US 11,900,064 B2
Neural network-based semantic information retrieval
Aaron Sisto, Oakland, CA (US); Nick Martin, Saint Augustine, FL (US); Brian Shin, Reno, NV (US); and Hung Nguyen, St. Rafael, CA (US)
Assigned to Searchable AI Corp, San Francisco, CA (US)
Filed by Searchable AI Corp, San Francisco, CA (US)
Filed on Nov. 22, 2021, as Appl. No. 17/532,896.
Application 17/532,896 is a continuation of application No. 17/323,465, filed on May 18, 2021, granted, now 11,182,433.
Prior Publication US 2022/0083603 A1, Mar. 17, 2022
This patent is subject to a terminal disclaimer.
Int. Cl. G06N 3/04 (2023.01); G06F 40/30 (2020.01); G06F 16/9032 (2019.01); G06V 30/148 (2022.01)

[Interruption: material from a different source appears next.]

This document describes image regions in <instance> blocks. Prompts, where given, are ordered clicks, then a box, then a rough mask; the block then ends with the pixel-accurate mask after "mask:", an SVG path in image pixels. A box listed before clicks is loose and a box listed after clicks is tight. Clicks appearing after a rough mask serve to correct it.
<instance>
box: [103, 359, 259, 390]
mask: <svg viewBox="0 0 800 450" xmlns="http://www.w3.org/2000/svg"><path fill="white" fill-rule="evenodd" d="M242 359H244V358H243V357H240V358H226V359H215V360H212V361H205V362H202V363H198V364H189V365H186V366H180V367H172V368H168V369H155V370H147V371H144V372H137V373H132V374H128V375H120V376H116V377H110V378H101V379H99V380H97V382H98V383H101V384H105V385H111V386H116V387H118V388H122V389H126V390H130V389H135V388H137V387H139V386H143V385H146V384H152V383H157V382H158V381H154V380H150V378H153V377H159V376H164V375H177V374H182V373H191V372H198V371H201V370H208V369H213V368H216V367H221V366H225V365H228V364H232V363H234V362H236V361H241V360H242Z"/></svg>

CPC G06F 40/30 (2020.01) [G06F 16/90332 (2019.01); G06N 3/04 (2013.01); G06V 30/153 (2022.01)] 12 Claims
OG exemplary drawing
 
1. A computer program product in a non-transitory computer-readable medium for use in a data processing system for information and retrieval, the computer program product holding computer program instructions that, when executed by the data processing system, are configured to:
receive a corpus of documents associated with a user, wherein the documents are structured in two or more distinct formats;
for each document in the corpus, process the document to identify a set of information strings and, for each information string, encode at least a portion of the information string into an n-dimensional semantic vector;
store the n-dimensional semantic vectors for each document;
upon receipt of a query, process the query into an n-dimensional semantic query vector;
compare the n-dimensional semantic query vector against the stored n-dimensional vectors for each document and, in response, identifying a set of candidate n-dimensional vectors that represent a possible answer to the query, wherein identifying the set of candidate n-dimensional vectors applies a neural filter that has been trained against a dataset of question-answer data structured as groupings of candidate sentences for an example query, wherein for a given training example the neural filter is trained to identify a particular candidate sentence that includes an answer to the example query while remaining candidate sentences that do not include the answer are characterized by the neural filter as contrasting;
rank the candidate n-dimensional vectors; and
return as an answer to the query a data string represented by a given highest ranked candidate n-dimensional vector.